Where IS the study takING place?
The study is taking place in Dutchess County, New York, which is home to some of the nation’s highest rates of Lyme disease incidence. Residents of twenty-four neighborhoods were recruited. Each neighborhood consists of 6-10 square blocks and roughly 100 properties.
How were the study sites chosen?
The selected study neighborhoods were identified as hotspots for Lyme disease by the research team and their partners at the Dutchess County Department of Behavioral and Community Health.
WHERE DOES FUNDING FOR THE TICK PROJECT COME FROM?

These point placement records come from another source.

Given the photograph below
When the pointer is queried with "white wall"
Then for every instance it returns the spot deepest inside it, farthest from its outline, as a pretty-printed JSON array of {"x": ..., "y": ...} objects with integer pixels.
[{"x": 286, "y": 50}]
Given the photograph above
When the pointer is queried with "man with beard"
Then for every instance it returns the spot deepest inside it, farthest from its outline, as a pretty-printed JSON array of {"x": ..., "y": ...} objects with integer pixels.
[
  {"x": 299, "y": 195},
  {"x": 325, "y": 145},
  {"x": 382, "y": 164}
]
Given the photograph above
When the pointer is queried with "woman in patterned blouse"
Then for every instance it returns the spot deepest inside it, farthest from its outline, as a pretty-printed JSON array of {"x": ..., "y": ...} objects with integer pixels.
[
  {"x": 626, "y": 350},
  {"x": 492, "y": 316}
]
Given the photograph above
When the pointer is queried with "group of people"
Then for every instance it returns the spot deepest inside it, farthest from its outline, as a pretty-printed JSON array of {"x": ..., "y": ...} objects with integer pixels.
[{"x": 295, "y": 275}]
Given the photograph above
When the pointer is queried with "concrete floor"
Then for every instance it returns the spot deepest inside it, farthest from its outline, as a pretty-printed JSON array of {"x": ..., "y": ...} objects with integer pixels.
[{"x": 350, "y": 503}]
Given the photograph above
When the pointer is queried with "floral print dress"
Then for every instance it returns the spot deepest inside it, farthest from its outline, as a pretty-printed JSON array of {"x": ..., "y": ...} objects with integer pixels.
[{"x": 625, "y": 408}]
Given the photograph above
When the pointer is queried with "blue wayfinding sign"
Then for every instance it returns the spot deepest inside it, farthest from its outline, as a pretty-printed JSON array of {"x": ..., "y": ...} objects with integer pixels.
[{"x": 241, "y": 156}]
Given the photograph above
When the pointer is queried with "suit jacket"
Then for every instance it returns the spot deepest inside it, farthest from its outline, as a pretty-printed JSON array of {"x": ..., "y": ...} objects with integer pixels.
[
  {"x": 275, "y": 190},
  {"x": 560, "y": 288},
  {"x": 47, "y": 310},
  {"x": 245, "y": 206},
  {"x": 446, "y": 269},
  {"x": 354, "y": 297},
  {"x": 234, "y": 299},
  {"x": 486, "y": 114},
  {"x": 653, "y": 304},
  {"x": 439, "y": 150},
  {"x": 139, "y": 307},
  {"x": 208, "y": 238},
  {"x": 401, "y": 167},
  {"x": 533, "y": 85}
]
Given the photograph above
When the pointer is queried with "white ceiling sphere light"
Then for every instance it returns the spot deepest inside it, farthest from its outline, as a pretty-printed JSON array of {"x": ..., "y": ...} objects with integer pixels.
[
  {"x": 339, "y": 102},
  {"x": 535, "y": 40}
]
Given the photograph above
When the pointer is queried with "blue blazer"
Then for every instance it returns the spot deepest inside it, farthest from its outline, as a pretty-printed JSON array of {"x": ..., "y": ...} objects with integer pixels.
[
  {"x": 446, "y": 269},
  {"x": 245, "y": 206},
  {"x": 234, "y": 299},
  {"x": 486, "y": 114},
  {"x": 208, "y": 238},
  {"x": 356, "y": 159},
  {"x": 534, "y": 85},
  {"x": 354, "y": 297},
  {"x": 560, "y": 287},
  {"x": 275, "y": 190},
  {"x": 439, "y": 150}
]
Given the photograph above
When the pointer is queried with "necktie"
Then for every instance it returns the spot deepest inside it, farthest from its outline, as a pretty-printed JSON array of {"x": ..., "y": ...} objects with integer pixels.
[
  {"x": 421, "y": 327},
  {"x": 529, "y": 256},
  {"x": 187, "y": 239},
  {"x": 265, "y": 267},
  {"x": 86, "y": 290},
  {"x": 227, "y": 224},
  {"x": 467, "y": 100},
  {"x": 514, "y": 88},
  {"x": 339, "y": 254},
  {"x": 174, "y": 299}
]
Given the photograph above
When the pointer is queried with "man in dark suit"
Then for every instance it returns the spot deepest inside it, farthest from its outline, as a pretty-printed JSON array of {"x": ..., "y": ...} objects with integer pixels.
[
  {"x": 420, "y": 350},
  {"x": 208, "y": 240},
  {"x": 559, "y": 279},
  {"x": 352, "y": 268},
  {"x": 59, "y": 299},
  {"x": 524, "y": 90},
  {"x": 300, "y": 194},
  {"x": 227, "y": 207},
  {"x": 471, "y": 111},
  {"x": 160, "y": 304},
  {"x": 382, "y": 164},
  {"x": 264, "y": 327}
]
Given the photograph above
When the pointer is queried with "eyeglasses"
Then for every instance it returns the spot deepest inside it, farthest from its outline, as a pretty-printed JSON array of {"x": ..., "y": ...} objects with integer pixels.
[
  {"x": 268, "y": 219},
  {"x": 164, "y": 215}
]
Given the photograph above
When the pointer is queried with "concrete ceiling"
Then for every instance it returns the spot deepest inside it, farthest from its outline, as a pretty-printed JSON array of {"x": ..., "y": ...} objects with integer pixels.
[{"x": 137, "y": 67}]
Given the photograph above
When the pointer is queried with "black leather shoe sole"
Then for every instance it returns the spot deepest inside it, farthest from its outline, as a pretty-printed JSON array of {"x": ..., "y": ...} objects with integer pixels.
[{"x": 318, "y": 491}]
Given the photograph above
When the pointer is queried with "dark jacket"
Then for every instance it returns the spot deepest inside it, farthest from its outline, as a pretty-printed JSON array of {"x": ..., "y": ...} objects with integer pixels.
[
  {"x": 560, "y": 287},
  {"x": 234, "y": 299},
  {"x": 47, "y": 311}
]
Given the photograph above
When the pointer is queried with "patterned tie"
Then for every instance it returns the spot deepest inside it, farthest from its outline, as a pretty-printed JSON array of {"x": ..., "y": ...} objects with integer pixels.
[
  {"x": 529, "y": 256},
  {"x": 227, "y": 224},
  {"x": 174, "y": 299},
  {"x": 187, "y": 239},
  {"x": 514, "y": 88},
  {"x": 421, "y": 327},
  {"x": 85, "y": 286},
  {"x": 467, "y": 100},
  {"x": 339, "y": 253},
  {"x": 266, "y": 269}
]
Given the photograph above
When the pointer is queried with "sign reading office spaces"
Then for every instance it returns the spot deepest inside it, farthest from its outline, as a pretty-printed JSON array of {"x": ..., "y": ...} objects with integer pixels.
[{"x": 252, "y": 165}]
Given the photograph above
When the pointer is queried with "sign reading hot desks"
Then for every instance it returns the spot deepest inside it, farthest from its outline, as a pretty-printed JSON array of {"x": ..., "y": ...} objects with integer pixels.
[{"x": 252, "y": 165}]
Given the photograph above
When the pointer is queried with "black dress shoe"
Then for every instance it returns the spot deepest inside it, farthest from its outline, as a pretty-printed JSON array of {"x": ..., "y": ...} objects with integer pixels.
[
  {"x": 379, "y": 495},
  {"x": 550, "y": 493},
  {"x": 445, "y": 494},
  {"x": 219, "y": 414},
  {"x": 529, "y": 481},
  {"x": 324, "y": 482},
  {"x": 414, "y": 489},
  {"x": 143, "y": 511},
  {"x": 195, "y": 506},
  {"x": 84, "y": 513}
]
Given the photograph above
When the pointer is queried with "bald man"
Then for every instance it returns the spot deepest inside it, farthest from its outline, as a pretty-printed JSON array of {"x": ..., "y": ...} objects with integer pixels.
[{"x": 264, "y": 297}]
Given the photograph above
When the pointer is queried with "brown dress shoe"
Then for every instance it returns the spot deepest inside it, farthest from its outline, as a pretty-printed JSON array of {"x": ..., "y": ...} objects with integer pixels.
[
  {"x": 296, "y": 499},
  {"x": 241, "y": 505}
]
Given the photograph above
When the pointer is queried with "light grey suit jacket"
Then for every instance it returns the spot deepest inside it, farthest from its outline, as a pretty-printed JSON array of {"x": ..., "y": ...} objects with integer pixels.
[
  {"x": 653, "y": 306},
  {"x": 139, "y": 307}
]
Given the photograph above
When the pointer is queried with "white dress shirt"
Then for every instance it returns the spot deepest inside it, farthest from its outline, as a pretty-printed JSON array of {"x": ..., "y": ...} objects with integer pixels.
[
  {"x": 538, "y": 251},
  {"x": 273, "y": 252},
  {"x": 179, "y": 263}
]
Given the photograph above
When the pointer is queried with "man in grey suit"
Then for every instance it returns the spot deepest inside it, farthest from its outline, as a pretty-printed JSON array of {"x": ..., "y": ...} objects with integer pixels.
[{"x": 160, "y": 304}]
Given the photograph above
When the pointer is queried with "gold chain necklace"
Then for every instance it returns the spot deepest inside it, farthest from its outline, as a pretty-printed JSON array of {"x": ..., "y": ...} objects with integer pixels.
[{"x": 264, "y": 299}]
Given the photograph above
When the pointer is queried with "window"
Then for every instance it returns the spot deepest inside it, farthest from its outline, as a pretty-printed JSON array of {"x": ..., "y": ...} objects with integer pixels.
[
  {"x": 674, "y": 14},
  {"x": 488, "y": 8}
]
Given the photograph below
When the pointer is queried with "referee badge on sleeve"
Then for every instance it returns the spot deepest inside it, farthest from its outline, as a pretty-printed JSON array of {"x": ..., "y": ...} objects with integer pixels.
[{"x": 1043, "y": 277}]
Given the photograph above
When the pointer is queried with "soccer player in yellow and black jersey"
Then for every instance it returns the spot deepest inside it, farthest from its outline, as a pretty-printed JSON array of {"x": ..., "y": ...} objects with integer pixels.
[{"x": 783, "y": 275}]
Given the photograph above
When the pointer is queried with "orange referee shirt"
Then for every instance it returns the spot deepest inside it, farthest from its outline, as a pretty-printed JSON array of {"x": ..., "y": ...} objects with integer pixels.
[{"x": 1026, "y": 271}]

A generous gift from the Steven & Alexandra Cohen Foundation provided the core funding for the project. Many individual and institutions have also provided financial support. The total cost of this effort is $8.8 million dollars. The Cary Institute of Ecosystem Studies is leading a campaign to raise the additional funds needed to support this project.
What is the study testing?
The study is designed to determine whether two tick control interventions, used separately or together, can reduce the number of cases of Lyme disease at the neighborhood level. The interventions target feeding and questing ticks, with a focus on reducing the number of ticks safely and economically.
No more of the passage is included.